Jao revealed that over 500,000 international students come to U.S. colleges each year.
“Most of them represent the promise of that country’s future. The State Department has estimated that 25% of all of the world’s future leaders are studying in the United States right now,” the field director added. “It’s in the mutuality of relationship that you begin to share life together. You begin to share stories together. You have opportunities to share the Gospel together. And all it takes is a simple invitation: ‘Would you come and have a meal with me? Would you have coffee at my home?'”
The family of Lu back in China shared in a statement with Boston University that the young student’s dream was to come to America to study, and that she had “fallen in love with Boston and its people.”
“We are grieving and at a loss for words to describe the pain and sadness we are experiencing following the sudden passing of our dear daughter, Lingzi. She was the joy of our lives. She was a bright and wonderful child. We were thrilled to watch her grow into an intelligent and beautiful young woman. She was a positive role model for many others,” the family added.
Boston police and the rest of America are waiting to find out what pushed 19-year-old suspect Dzhokhar Tsarnaev and his older brother, 26-year-old Tamerlan Tsarnaev to commit the crime. While Tamerlan was killed in a shootout with police Thursday night, Dzhokhar is in custody. The teen is currently recovering in the hospital from a self-inflicted gunshot to the throat, and may face charges of federal terrorism and state murder.

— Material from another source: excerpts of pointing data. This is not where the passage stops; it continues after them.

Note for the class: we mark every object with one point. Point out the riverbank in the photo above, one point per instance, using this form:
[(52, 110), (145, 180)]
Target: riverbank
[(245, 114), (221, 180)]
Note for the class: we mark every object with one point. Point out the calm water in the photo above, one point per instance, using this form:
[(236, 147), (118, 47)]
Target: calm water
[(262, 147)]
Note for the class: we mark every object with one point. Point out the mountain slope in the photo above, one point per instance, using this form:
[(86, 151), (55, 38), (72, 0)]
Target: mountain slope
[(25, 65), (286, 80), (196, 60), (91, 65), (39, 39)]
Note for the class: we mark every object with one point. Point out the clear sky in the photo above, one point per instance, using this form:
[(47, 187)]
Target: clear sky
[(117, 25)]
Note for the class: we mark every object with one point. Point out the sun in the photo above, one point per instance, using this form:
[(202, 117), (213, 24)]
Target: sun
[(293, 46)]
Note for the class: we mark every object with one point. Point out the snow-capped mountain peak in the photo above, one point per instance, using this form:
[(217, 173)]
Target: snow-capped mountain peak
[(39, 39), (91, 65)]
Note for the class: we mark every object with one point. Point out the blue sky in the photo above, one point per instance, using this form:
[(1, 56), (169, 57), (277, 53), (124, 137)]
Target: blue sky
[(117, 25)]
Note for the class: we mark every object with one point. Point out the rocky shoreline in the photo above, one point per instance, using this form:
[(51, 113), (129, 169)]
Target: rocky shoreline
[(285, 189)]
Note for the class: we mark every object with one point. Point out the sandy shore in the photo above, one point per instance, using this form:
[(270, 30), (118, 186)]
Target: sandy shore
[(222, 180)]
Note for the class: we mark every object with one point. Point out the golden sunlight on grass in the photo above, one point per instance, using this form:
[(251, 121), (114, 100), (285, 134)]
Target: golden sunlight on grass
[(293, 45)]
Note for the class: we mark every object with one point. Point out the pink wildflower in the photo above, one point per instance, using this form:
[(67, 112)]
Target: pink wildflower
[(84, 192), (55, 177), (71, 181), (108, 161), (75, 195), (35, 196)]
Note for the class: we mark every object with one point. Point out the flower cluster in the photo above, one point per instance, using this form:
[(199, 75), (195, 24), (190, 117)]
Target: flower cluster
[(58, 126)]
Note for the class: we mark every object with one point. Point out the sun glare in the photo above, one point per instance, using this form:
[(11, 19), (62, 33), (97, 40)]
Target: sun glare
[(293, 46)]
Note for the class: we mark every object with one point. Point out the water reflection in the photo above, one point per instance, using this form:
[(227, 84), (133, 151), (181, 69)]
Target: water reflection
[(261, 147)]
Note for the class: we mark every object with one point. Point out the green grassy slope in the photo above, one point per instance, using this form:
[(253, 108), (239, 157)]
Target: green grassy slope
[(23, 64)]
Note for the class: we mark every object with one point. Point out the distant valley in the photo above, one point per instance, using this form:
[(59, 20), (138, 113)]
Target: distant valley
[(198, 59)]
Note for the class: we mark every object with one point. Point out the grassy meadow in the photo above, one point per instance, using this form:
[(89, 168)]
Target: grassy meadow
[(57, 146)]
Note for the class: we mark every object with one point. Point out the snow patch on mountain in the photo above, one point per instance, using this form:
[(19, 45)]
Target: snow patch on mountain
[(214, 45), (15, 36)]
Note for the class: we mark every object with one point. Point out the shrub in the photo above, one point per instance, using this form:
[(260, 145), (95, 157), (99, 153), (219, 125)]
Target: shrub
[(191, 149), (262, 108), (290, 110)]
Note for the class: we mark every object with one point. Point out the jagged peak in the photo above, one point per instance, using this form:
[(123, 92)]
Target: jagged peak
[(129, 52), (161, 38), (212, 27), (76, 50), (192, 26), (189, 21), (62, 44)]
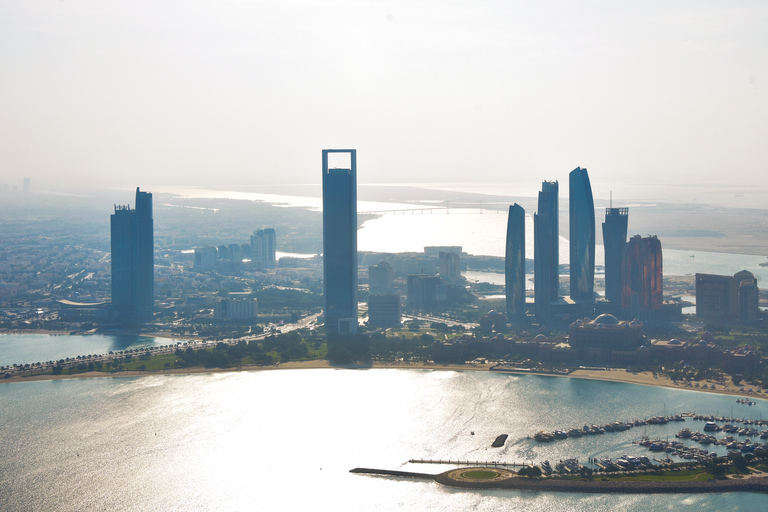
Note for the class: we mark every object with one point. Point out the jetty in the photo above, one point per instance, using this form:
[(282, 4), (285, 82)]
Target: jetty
[(477, 463), (482, 478)]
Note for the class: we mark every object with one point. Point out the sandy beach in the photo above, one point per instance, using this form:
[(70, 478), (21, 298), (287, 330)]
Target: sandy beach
[(611, 375)]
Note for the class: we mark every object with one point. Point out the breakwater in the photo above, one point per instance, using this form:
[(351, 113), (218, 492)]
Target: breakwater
[(756, 484)]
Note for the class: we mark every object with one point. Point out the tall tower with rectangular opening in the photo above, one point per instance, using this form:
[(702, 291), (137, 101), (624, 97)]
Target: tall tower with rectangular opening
[(340, 243)]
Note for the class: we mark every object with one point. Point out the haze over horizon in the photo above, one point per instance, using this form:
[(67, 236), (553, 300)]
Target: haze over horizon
[(244, 92)]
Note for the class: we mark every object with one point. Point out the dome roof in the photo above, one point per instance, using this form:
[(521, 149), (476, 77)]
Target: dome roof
[(607, 319)]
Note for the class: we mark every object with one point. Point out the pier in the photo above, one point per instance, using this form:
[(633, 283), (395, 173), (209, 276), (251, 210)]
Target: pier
[(478, 463)]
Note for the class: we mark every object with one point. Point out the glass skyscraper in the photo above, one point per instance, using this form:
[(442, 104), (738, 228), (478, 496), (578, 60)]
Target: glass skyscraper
[(582, 235), (546, 247), (340, 244), (133, 260), (264, 247), (614, 240), (642, 275), (514, 265)]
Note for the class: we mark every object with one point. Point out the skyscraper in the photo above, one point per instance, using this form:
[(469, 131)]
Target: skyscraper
[(546, 247), (514, 264), (614, 241), (581, 209), (133, 260), (340, 244), (264, 247), (642, 275)]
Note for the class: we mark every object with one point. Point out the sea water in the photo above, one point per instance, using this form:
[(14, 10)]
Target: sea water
[(410, 227), (33, 348), (286, 439)]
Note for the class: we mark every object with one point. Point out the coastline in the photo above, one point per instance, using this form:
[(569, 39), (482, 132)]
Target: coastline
[(610, 375), (506, 479)]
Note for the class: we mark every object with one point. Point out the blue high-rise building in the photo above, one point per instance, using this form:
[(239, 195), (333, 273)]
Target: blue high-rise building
[(264, 247), (546, 247), (614, 241), (340, 244), (514, 264), (582, 235), (133, 260)]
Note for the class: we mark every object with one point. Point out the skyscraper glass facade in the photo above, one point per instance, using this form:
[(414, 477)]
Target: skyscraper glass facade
[(642, 275), (514, 265), (546, 247), (582, 235), (614, 241), (340, 244), (133, 260)]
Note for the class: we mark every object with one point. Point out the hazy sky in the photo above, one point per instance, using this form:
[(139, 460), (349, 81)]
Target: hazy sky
[(245, 92)]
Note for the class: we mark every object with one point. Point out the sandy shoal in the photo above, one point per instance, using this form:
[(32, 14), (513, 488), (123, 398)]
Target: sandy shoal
[(610, 375)]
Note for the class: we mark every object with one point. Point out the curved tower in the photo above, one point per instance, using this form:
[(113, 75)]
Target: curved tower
[(582, 235), (514, 264), (614, 240), (546, 247)]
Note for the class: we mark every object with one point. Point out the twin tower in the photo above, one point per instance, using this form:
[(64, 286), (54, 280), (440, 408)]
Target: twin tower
[(547, 299)]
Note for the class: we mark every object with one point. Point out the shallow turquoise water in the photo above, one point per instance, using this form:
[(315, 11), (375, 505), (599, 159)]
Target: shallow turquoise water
[(286, 440)]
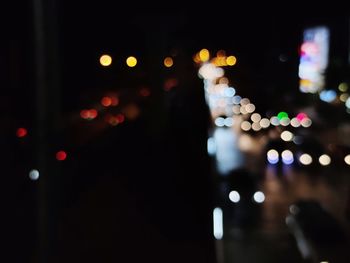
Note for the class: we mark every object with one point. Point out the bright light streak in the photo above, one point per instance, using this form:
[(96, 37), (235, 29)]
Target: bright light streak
[(218, 223), (287, 136), (259, 197), (34, 175), (234, 196), (305, 159), (272, 156), (131, 61), (287, 157), (324, 159)]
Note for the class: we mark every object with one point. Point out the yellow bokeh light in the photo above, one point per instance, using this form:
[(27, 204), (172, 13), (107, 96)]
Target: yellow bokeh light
[(231, 60), (105, 60), (131, 61), (168, 62), (204, 55)]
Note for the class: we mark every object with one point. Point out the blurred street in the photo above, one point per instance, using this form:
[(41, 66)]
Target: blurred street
[(174, 135)]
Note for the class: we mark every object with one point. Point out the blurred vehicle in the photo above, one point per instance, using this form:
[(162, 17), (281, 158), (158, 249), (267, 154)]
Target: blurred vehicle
[(242, 196), (319, 235)]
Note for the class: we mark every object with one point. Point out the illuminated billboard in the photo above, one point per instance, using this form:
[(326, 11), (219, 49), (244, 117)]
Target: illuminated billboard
[(313, 59)]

KAZAKHSTAN: In what may be the first such instance in Kazakhstan, a court has ordered religious literature to be destroyed. Forum 18 reports a total of 121 books confiscated from a Baptist, Vyacheslav Cherkasov, were ordered destroyed in the northern Akmola Region, according to the verdict seen by Forum 18 News Service. The books comprise Bibles, Children’s Bibles, and other books and leaflets on the Christian faith, mainly in the Kazakh language. Cherkasov was also fined one month’s average wage. If he loses his appeal, court executors will carry out the destruction. A Justice Ministry official in the capital Astana told Forum 18 that “most likely the books would be burnt”. A state Agency of Religious Affairs (ARA) official told Forum 18 that “I’m not interested in whether court executors are bothered by having to destroy religious literature”. Local Council of Churches Baptists told Forum 18 that “we were shocked – this is sacrilege and illegality”. Human rights defender Yevgeni Zhovtis of the Kazakhstan International Bureau for Human Rights and the Rule of Law sounded distressed, telling Forum 18 that “this is terrible, terrible”. Religious literature is frequently confiscated, and the state appears committed to using censorship and other freedom of religion or belief violations as a means to control society.
Forum 18 can recall no other court decision in Kazakhstan ordering religious literature to be destroyed. In April 2012 a court initially ordered two religious books, including a Bible to be destroyed as part of an administrative case, according to the decision seen by Forum 18. However, exactly two weeks later the same judge reversed their decision when the individual from whom they had been confiscated complained. The individual was acquitted of any wrongdoing and the destruction decision was later annulled. Similarly, no officials, members of religious communities, or human rights defenders contacted by Forum 18 could recall such court-ordered destructions either. “We know that religious literature has frequently been confiscated since the new Religion Law came into force in 2011,” Zhovtis told Forum 18. “But I’ve never heard that religious literature is being destroyed, unless it is extremist.”